In TIP 2017 Report there are also recommendations for Armenia which includes the following.

‘’Vigorously investigate, prosecute, and convict traffickers proactively investigate all potential trafficking offenses, even those complaints filed by victims that do not specifically mention trafficking; improve efforts to identify victims of forced labor, including by strengthening victim identification training for officials; allow labor inspectors to conduct regular inspections and identify victims through unannounced visits; establish formal procedures for repatriating trafficking victims from abroad, including measures to cover logistical costs; maintain adequate funding for NGO-run shelters; train rural police officers on protection and assistance available to victims and local investigators on proper interviewing techniques, especially for children; work with Russian authorities to identify Armenian forced labor victims and prosecute labor traffickers; work with NGOs to find ways to identify and assist Armenian victims in Turkey and reintegrate victims; provide sensitivity training to judges and lawyers to improve treatment of victims; license, regulate, and educate local employment agencies and agents so they can help prevent the forced labor of Armenians abroad; approve legislation to establish victim-witness protection measures; and conduct awareness-raising campaigns to rural and border communities and to children leaving child care institutions.’’

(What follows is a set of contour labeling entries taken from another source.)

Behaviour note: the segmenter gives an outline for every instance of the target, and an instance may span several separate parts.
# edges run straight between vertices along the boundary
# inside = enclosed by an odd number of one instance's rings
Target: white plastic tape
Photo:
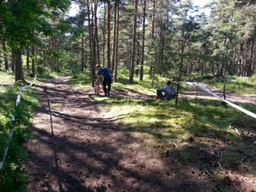
[[[174,81],[173,83],[178,83],[178,82],[175,82]],[[225,103],[229,104],[230,106],[232,106],[233,108],[239,110],[240,111],[246,114],[247,115],[249,115],[254,118],[256,119],[256,114],[249,111],[241,107],[239,107],[239,106],[237,106],[236,104],[234,104],[234,103],[232,103],[231,102],[229,102],[225,99],[224,99],[223,97],[220,97],[219,95],[216,95],[216,93],[211,92],[209,90],[207,89],[206,88],[205,88],[204,86],[203,86],[201,84],[198,84],[197,83],[192,83],[192,82],[180,82],[180,83],[181,84],[189,84],[189,85],[195,85],[196,86],[199,87],[201,90],[205,91],[207,92],[208,92],[209,93],[210,93],[211,95],[212,95],[213,96],[218,98],[220,100],[225,102]]]
[[[20,90],[19,91],[18,96],[17,97],[17,99],[16,99],[16,103],[15,103],[16,106],[19,106],[20,103],[21,92],[27,88],[31,87],[35,83],[35,81],[36,80],[36,75],[35,76],[34,80],[31,83],[30,83],[30,84],[26,85],[26,86],[22,86],[22,88],[20,88]],[[14,116],[13,115],[12,117],[12,121],[14,122],[15,120],[15,118]],[[12,139],[12,135],[13,134],[13,132],[14,132],[13,128],[12,128],[9,131],[9,133],[8,133],[9,138],[6,141],[6,147],[4,148],[2,161],[0,163],[0,170],[2,169],[3,165],[4,164],[4,163],[5,158],[6,157],[7,152],[9,148],[10,143],[11,142],[11,139]]]

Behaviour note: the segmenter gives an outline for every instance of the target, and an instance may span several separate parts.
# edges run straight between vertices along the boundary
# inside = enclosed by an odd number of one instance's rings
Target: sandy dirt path
[[[216,87],[211,86],[205,83],[200,83],[204,87],[216,93],[217,95],[223,97],[223,90]],[[182,92],[182,96],[187,99],[195,99],[196,93],[196,89],[195,86],[189,86],[188,90]],[[231,93],[228,91],[225,92],[226,100],[234,103],[250,103],[256,105],[256,95],[250,94],[250,93],[243,93],[243,94],[237,94]],[[198,88],[198,98],[208,100],[218,100],[218,98],[209,94],[209,93]]]
[[[74,88],[68,78],[38,86],[35,138],[22,163],[29,191],[198,191],[209,184],[175,161],[167,164],[139,134],[104,117],[108,109],[92,88]]]

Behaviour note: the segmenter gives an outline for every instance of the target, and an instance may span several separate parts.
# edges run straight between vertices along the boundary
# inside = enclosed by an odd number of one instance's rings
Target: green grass
[[[77,87],[86,88],[92,86],[90,74],[77,73],[69,78],[68,82],[72,85]]]
[[[125,125],[124,131],[141,134],[145,140],[143,143],[153,140],[154,142],[148,145],[164,156],[168,150],[172,157],[184,165],[199,164],[200,151],[207,151],[215,142],[230,143],[220,147],[223,151],[220,163],[228,164],[232,169],[239,169],[237,162],[243,154],[253,156],[251,152],[251,145],[255,141],[253,138],[244,139],[235,131],[236,129],[243,132],[244,126],[229,126],[234,122],[250,118],[231,107],[223,106],[219,101],[198,100],[195,124],[195,103],[188,100],[180,99],[179,107],[175,108],[174,100],[156,101],[118,97],[95,97],[94,99],[105,104],[106,108],[109,109],[108,116],[121,120]],[[240,106],[256,113],[255,106],[246,104]],[[196,141],[189,141],[189,138]],[[175,147],[170,148],[170,145]],[[239,152],[241,150],[243,154]],[[207,156],[210,162],[216,158],[216,156]],[[244,166],[249,170],[248,173],[256,175],[254,159],[252,157],[250,163]],[[220,168],[217,165],[212,168],[219,170]]]
[[[220,89],[223,88],[224,81],[220,78],[205,80],[206,83]],[[252,77],[229,77],[226,83],[226,90],[239,94],[256,94],[256,76]]]
[[[1,84],[14,84],[14,76],[12,73],[0,72],[0,79]],[[20,125],[15,128],[8,156],[0,172],[0,188],[3,191],[24,191],[23,186],[27,182],[26,172],[20,166],[20,160],[27,157],[22,144],[31,138],[29,118],[33,116],[39,98],[35,88],[26,89],[22,92],[20,106],[15,108],[19,85],[0,86],[0,158],[6,147],[12,113],[20,114],[15,116],[19,116],[17,119],[21,120]]]

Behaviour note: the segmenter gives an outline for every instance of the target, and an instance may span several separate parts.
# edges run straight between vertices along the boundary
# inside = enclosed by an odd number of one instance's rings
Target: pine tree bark
[[[181,45],[181,54],[182,55],[184,52],[185,49],[185,45],[187,41],[187,34],[185,35],[185,38],[182,40],[182,45]],[[182,67],[183,67],[183,61],[184,61],[184,56],[182,56],[181,58],[180,67],[179,67],[179,82],[177,88],[177,95],[176,95],[176,100],[175,100],[175,107],[178,105],[178,98],[179,98],[179,93],[180,90],[180,82],[182,77]]]
[[[6,52],[6,46],[5,45],[5,42],[3,40],[2,41],[3,43],[3,49],[4,51],[4,70],[9,70],[9,66],[8,66],[8,58],[7,58],[7,54]]]
[[[136,59],[136,67],[135,70],[135,74],[136,76],[139,76],[139,68],[140,68],[140,33],[138,33],[137,39],[137,59]]]
[[[27,48],[27,58],[26,58],[27,70],[29,70],[29,47]]]
[[[92,73],[92,86],[94,87],[94,79],[95,76],[95,63],[97,61],[96,57],[96,39],[95,38],[95,35],[93,34],[93,18],[94,18],[94,12],[93,10],[92,5],[91,6],[92,10],[92,65],[91,66],[91,73]]]
[[[112,54],[112,65],[111,65],[111,68],[112,71],[114,70],[115,69],[115,52],[116,52],[116,8],[117,8],[117,1],[118,0],[115,0],[115,16],[114,16],[114,38],[113,38],[113,54]]]
[[[81,72],[84,72],[84,33],[82,33],[82,58],[81,60]]]
[[[111,16],[111,4],[110,1],[108,0],[108,16],[107,16],[107,48],[108,48],[108,52],[107,52],[107,62],[108,62],[108,67],[111,67],[111,63],[110,60],[110,16]]]
[[[117,80],[117,66],[118,66],[118,41],[119,41],[119,1],[117,1],[117,19],[116,19],[116,54],[115,59],[115,76],[114,81]]]
[[[15,81],[24,81],[22,63],[21,60],[21,50],[16,51],[15,53]]]
[[[103,24],[103,66],[105,66],[105,46],[106,46],[106,4],[104,10],[104,24]]]
[[[35,74],[35,45],[31,45],[31,55],[32,55],[32,65],[31,65],[31,68],[32,68],[32,73],[33,74]]]
[[[90,5],[89,0],[87,0],[87,10],[88,10],[88,33],[89,33],[89,47],[90,47],[90,66],[91,68],[91,81],[92,86],[94,86],[94,76],[95,74],[92,73],[92,68],[93,65],[92,62],[92,29],[91,29],[91,19],[90,19]]]
[[[156,15],[156,1],[153,0],[153,19],[152,19],[152,44],[151,44],[151,47],[152,49],[154,47],[154,41],[155,39],[155,15]],[[154,76],[155,76],[155,68],[156,68],[156,58],[153,60],[154,64],[151,65],[150,68],[152,69],[152,74],[150,73],[150,75],[152,76],[152,86],[154,85]]]
[[[146,0],[143,0],[143,23],[142,32],[142,50],[141,50],[141,63],[140,67],[140,81],[143,81],[144,74],[144,50],[145,50],[145,22],[146,22]]]
[[[98,9],[98,3],[97,1],[94,3],[94,23],[95,23],[95,40],[96,42],[96,50],[97,50],[97,64],[100,64],[100,47],[99,45],[99,35],[98,35],[98,19],[97,17],[97,11]]]
[[[134,19],[133,26],[133,40],[132,40],[132,62],[131,63],[131,72],[129,77],[129,83],[133,83],[133,76],[134,74],[134,60],[135,60],[135,51],[136,51],[136,28],[137,28],[137,13],[138,13],[138,0],[135,0],[134,4]]]
[[[12,70],[14,73],[15,70],[16,54],[13,49],[12,49]]]

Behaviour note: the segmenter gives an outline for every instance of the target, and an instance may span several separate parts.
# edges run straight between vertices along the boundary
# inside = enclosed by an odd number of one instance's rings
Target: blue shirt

According to RA Police, the main target country for labor trafficking from Armenia is Russia. The UAE and Turkey are the target countries for sexual exploitation of RA citizens.

In Armenian rural areas men with low levels of education and children from social care institutions are extremely vulnerable to human trafficking. Each year the steps for combating trafficking increase as well as operative actions are taken to detect such cases.

According to the official data of the RA police, Armenia actively cooperates with Russia and the UAE. The cooperation with law enforcement agencies is implemented by Interpol and in case of UAE sometimes through the Embassy of Armenia. Armenia does not have diplomatic relations with Turkey, the absence of which creates visible obstacles for search and detection of preventive measures.

Since 2007, the Council on Human Trafficking in Armenia has existed. The staff and procedure of the council is approved by the Prime Minister of RA. The council is composed of president, members and secretary who participate in council activities through a voluntary basis. The Council organizes its work through sessions, which are convened by the President of the Council. The Working Group (WG) has been established and operates to organize the current work of the Council. The Working Group develops afterwards Council approves the National Program on Combating human trafficking in Persons in RA, according to which the fight against human trafficking in Armenia has started in 2002.

The Government of Armenia has approved the concept of preventing illegal transportation and buying/selling people for exploitation (trafficking) from RA.

Four national programs have already been adopted and implemented. The 2016-2018 national program is in implementation process.

Being in the first group and establishing there strong position for 5 years has been the result of consistent struggle but this circumstance should never weaken the vigilance of governmental and non-governmental structures in the fight against trafficking.